Local Compact

A space X is said to be locally compact (briefly L - Compact) at x \in X if and only if x has a compact neighbourhood in X. If X is L - compact at every point, then X is called a locally compact space.

• Compact spaces are L - compact. Suppose X is compact; X is a neighborhood of each of its points implies X is L - compact.
• The usual real line \mathbb{R} is L - compact, since for each x \in \mathbb{R}, we have x \in \left( {a,b} \right) \subseteq \left[ {a,b} \right]. Thus \left[ {a,b} \right] is a neighbourhood of x which is compact by the Heine-Boral theorem. This proves that \mathbb{R} is L - compact. But recall that \mathbb{R} is not compact.
\mathbb{Q} and {\mathbb{Q}^c} as a subspace of \mathbb{R} are not locally compact.
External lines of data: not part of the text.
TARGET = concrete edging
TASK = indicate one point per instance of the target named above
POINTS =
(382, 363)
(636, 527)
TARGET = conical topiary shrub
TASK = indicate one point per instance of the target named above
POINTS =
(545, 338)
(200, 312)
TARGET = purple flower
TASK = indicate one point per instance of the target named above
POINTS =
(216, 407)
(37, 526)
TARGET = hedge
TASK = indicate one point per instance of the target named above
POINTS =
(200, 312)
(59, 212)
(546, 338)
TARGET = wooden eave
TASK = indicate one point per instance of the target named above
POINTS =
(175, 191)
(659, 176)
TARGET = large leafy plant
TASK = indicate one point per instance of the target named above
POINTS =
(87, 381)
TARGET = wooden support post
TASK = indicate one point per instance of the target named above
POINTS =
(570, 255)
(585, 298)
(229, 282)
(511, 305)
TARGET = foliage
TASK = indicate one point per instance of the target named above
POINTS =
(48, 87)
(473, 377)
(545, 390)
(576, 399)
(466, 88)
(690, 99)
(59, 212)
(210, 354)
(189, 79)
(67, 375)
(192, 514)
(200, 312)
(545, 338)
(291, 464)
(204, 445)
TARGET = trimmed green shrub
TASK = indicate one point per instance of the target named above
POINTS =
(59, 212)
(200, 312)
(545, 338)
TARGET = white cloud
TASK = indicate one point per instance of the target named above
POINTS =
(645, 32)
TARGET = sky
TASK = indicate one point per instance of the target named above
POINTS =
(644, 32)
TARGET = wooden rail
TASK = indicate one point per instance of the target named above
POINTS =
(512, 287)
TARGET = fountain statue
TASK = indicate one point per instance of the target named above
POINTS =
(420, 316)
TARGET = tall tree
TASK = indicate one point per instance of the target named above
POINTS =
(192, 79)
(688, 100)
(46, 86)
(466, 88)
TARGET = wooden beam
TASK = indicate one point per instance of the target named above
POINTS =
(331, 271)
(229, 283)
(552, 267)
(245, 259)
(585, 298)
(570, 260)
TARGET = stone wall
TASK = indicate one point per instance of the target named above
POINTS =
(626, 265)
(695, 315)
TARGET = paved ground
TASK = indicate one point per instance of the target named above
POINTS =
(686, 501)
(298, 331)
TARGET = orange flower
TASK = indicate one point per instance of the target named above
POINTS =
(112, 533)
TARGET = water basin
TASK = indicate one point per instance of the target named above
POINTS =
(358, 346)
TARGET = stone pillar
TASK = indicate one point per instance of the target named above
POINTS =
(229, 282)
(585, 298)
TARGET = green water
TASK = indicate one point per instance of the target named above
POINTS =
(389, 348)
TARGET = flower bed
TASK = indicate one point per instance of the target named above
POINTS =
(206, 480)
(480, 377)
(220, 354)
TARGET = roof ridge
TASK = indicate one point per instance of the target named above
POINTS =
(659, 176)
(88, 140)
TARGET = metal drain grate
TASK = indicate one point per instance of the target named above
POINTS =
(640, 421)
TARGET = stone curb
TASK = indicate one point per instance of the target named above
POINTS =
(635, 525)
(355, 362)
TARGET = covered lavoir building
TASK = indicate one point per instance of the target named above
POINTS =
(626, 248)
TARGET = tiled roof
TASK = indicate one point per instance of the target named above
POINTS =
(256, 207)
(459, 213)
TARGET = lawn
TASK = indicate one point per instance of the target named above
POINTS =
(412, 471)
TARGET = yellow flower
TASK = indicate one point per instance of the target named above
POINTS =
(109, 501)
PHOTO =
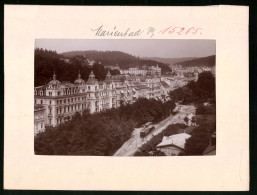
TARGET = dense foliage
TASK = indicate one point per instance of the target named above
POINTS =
(200, 62)
(150, 146)
(113, 58)
(46, 62)
(196, 91)
(200, 136)
(100, 133)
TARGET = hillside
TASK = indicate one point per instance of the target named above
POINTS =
(113, 58)
(168, 60)
(200, 62)
(46, 62)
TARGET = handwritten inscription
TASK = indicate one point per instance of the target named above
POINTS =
(150, 31)
(181, 30)
(114, 32)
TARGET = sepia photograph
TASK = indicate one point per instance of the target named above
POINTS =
(123, 97)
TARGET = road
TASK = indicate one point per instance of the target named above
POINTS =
(131, 146)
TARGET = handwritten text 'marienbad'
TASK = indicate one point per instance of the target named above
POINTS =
(150, 31)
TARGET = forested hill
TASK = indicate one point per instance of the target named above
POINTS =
(200, 62)
(169, 60)
(46, 62)
(113, 58)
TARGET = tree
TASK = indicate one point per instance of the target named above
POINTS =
(186, 119)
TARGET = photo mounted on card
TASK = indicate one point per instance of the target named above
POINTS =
(125, 97)
(117, 100)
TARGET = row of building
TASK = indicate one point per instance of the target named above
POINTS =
(56, 102)
(153, 70)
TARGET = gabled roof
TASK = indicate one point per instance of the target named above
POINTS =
(164, 84)
(177, 140)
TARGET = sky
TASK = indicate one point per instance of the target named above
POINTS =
(164, 48)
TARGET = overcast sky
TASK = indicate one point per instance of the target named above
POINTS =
(165, 48)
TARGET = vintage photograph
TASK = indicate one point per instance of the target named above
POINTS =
(123, 97)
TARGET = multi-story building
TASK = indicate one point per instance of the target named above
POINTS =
(39, 118)
(56, 102)
(153, 70)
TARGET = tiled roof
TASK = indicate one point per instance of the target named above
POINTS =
(178, 140)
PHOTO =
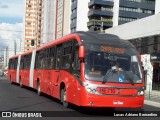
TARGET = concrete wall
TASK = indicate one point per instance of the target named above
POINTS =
(140, 28)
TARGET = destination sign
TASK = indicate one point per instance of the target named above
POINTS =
(112, 49)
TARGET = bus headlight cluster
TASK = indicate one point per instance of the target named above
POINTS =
(91, 90)
(141, 92)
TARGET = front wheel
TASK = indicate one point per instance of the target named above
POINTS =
(63, 98)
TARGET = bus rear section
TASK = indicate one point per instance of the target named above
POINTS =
(112, 77)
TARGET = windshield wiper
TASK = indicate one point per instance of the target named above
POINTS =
(106, 76)
(129, 78)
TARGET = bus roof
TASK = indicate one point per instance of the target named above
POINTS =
(102, 38)
(85, 37)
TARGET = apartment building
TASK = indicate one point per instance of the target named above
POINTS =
(32, 24)
(62, 25)
(104, 14)
(79, 17)
(48, 20)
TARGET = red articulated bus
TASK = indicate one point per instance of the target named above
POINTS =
(83, 68)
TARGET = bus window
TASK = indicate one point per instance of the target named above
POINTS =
(58, 56)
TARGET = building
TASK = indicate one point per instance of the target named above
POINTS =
(79, 17)
(145, 36)
(32, 24)
(105, 14)
(55, 20)
(6, 57)
(62, 25)
(48, 20)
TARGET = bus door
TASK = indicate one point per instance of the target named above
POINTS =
(56, 72)
(18, 69)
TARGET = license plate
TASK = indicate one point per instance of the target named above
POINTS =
(107, 90)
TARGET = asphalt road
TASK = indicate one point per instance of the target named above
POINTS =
(14, 98)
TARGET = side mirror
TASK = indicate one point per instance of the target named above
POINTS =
(81, 52)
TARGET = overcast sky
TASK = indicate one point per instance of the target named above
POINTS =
(11, 18)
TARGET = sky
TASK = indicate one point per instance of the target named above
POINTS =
(11, 22)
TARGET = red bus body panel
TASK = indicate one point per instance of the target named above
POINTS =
(50, 83)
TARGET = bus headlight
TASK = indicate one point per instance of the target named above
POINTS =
(91, 90)
(140, 91)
• A compact space is L - compact.
• If X is a Hausdorff locally compact space, then for all x \in X and for all neighbourhoods U of x, there exists a compact neighbourhood V of x such that V \subseteq U.
• Let f:X \to Y be an open continuous surjection. If X is L - compact, the Y is L - compact.
• Local compactness is a closed hereditary property.
{X_1},{\text{ }}{X_2} are L - compact if and only if {X_1} \times {X_2} is L - compact.